I never would have believed anyone before who said it’s tiring returning to ‘normal’ life, but it is. Another survivor told me she used to cry her eyes out on her lunch breaks in the toilets for feeling so overwhelmingly tired when she returned full time. Full time feels impossible for now, I’m exhausted after my reduced hours. It’s more difficult than I first thought and I’ve considered when dog walking, am I not trying hard enough? The dreaded comparison to others emerges. So and so worked through their cancer treatment. So and so is working full time now. I quickly dismiss these unhelpful thoughts and think, why is work such a measure of our health, or determination ? True is eats up a huge amount of our time, energy and thoughts. I guess a lot of my self esteem used to be reassured by work, I was confident and capable, I enjoyed my job and was good at it. I had seemingly boundless enthusiasm and energy didn’t I ? What has changed ? The Government and one too many restructures ? Being constantly overworked and under appreciated ? It’s safe to say I was reconsidering my life and relationship with work even before being diagnosed with cancer. The cancer career break given a pause on all those dramas albeit temporarily.

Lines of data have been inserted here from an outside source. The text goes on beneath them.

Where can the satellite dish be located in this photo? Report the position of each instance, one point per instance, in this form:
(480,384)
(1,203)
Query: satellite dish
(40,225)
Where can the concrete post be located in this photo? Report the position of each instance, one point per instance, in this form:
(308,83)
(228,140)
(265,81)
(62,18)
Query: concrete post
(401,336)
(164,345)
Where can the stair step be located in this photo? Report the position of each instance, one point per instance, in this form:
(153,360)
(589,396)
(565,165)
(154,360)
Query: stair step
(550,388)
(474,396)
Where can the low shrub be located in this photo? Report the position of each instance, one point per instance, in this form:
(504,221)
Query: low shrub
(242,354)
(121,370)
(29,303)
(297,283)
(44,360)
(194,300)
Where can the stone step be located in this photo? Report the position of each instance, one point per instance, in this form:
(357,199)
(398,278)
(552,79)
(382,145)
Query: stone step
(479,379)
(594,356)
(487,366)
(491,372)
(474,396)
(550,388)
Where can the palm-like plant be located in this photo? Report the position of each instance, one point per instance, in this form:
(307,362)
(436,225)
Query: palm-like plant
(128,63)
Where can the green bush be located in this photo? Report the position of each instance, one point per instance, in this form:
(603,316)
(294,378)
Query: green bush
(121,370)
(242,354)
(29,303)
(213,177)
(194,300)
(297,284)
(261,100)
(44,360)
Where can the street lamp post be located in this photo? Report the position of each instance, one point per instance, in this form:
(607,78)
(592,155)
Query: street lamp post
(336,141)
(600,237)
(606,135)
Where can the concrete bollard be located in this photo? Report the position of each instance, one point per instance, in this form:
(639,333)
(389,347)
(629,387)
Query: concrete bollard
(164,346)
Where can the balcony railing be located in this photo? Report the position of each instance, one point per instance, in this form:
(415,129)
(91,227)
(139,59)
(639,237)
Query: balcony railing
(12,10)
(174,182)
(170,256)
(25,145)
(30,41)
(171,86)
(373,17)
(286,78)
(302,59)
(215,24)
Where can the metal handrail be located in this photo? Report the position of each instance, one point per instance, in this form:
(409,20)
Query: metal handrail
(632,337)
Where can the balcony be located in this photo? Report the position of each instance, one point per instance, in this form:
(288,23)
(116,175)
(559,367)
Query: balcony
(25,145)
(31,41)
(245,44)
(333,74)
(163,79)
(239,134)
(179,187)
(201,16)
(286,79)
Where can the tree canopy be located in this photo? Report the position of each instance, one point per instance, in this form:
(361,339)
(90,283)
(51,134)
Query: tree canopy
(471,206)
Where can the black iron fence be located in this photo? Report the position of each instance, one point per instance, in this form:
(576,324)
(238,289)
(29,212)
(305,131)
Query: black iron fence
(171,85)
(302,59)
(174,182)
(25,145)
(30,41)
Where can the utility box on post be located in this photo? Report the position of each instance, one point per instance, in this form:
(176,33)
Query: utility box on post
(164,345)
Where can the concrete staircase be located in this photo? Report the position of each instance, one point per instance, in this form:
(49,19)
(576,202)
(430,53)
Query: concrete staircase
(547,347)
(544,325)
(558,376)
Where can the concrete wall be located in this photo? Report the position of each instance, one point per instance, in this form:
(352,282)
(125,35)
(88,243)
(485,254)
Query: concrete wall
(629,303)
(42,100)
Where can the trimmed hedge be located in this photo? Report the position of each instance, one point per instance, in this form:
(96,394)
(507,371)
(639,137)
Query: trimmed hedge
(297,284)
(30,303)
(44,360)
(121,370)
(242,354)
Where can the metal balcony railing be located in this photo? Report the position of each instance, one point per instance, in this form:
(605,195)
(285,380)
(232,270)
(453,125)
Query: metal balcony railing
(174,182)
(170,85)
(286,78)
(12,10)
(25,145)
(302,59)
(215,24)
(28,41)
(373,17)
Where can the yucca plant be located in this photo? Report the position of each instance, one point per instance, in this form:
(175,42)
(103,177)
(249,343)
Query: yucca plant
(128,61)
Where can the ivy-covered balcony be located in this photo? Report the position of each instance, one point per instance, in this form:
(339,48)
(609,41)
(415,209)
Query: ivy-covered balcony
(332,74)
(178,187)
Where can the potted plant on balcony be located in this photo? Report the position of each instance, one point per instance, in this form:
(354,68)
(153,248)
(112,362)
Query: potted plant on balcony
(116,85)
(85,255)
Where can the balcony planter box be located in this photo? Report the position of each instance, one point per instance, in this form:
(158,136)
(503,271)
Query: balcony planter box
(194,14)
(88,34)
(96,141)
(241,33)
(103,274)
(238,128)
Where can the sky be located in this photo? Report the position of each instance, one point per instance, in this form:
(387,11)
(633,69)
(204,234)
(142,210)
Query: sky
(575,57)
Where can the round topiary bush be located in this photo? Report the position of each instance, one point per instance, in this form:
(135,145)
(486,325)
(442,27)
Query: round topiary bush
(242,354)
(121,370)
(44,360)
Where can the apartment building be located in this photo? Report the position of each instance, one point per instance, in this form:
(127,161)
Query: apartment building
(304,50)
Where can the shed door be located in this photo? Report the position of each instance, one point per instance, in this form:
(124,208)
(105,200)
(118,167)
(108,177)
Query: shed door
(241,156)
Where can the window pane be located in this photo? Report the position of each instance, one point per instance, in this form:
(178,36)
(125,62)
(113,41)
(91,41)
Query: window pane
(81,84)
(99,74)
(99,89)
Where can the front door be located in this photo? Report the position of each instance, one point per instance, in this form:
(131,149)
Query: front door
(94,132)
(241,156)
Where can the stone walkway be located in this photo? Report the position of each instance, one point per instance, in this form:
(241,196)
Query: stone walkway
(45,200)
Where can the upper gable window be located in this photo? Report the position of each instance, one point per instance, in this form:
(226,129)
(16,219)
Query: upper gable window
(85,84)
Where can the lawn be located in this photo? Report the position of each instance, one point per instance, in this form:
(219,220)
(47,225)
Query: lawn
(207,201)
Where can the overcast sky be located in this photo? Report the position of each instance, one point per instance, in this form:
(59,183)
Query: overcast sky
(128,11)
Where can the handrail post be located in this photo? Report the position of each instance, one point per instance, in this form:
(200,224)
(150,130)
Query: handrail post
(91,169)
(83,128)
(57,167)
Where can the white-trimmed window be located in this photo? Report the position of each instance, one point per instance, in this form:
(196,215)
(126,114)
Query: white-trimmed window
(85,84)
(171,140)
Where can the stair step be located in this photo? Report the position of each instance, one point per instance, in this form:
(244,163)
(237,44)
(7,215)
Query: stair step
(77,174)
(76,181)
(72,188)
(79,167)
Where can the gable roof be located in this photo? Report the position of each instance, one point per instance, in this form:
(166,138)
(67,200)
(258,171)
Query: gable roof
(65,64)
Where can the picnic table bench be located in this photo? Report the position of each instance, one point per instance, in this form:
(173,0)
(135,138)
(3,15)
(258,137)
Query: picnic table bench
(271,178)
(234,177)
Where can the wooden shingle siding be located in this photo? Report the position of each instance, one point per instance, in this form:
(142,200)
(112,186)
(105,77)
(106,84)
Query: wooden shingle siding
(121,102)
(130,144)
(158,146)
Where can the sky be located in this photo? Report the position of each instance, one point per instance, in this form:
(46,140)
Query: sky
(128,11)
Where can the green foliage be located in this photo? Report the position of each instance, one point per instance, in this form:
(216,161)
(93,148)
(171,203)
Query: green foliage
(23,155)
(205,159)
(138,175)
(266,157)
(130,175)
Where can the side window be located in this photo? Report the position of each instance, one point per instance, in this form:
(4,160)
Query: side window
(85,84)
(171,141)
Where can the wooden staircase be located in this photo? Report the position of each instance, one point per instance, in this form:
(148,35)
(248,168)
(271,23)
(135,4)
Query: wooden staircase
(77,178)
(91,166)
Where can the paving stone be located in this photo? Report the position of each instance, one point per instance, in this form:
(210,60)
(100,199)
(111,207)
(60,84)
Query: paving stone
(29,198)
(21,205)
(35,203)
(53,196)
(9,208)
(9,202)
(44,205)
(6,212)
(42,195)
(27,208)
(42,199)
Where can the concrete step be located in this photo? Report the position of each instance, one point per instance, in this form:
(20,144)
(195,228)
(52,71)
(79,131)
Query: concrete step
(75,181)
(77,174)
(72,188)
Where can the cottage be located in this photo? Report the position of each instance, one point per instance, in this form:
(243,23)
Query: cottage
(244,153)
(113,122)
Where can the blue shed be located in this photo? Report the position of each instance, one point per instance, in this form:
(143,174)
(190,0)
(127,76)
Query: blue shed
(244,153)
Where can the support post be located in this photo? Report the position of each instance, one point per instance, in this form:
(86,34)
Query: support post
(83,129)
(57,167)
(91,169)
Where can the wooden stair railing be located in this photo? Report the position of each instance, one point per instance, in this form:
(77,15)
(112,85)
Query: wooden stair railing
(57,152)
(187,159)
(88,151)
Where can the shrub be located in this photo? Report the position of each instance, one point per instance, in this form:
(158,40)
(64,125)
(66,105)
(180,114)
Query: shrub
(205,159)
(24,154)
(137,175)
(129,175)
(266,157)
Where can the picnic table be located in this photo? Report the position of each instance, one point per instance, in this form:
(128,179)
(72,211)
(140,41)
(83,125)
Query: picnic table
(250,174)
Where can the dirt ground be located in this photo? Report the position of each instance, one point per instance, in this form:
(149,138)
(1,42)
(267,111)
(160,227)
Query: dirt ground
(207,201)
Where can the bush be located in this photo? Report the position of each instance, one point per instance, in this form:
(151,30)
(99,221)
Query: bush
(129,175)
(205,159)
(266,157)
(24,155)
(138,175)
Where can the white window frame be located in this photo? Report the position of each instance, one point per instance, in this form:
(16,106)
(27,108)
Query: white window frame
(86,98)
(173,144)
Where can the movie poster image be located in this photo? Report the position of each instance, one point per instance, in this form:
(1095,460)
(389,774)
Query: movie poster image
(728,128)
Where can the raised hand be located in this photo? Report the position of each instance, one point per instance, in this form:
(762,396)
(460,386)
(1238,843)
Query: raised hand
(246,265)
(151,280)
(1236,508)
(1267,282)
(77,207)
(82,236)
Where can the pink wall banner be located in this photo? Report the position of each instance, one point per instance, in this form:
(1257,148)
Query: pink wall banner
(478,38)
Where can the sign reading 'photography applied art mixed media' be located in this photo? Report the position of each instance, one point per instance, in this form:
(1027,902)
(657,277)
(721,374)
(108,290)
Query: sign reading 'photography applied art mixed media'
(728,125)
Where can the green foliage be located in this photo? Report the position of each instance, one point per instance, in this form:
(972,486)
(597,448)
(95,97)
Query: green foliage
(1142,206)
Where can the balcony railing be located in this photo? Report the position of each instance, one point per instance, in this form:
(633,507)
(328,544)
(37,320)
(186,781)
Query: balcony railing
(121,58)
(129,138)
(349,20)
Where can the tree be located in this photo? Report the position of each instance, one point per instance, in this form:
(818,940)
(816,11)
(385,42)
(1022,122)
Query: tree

So here is my million dollar question and perhaps echoes a conversation I’ve had with another health professional, who was a cancer survivor too. There is almost a ‘born again’ realisation after being diagnosed, life is precious, I need to treasure it . We say I’m going to change my diet, reduce the stresses from our life, learn from this experience and eliminate the external stress that devours us and quieten the internal stress through mindfulness. What if this isn’t possible ? I’m not in a position to quit my job, well I could, but who will pay my living expenses? The state won’t , a less pressured job would be great but would come with lower pay and ummm am I top of the recruitment list for any employer after 10 months off work ? Sure they can’t discriminate, but it’s like when I got my last job, they said if my children had been younger, they wouldn’t have employed me. Yes, really. So dropping out of life and living in a chilled environment may seem idyllic but isn’t really going to happen is it ? Or am I limiting myself by the culture of overwork that I have been born into ?
Eliminating external stress to remain cancer free feels a bit like another stress actually. The whole I must stay positive and not think bad thoughts is one thing, the next thing- oh please don’t get stressed we don’t want you to get ill again, is another one. Can finishing treatment and re entering into normal life encourage cancer cells to regroup ? When you put it like that, who knows! Stress has got to be the number 1 Public Enemy in the world, our bodies constantly tested and exhausted by the demands of modern life. Juggling, multi tasking, moving at a pace, increasingly busy.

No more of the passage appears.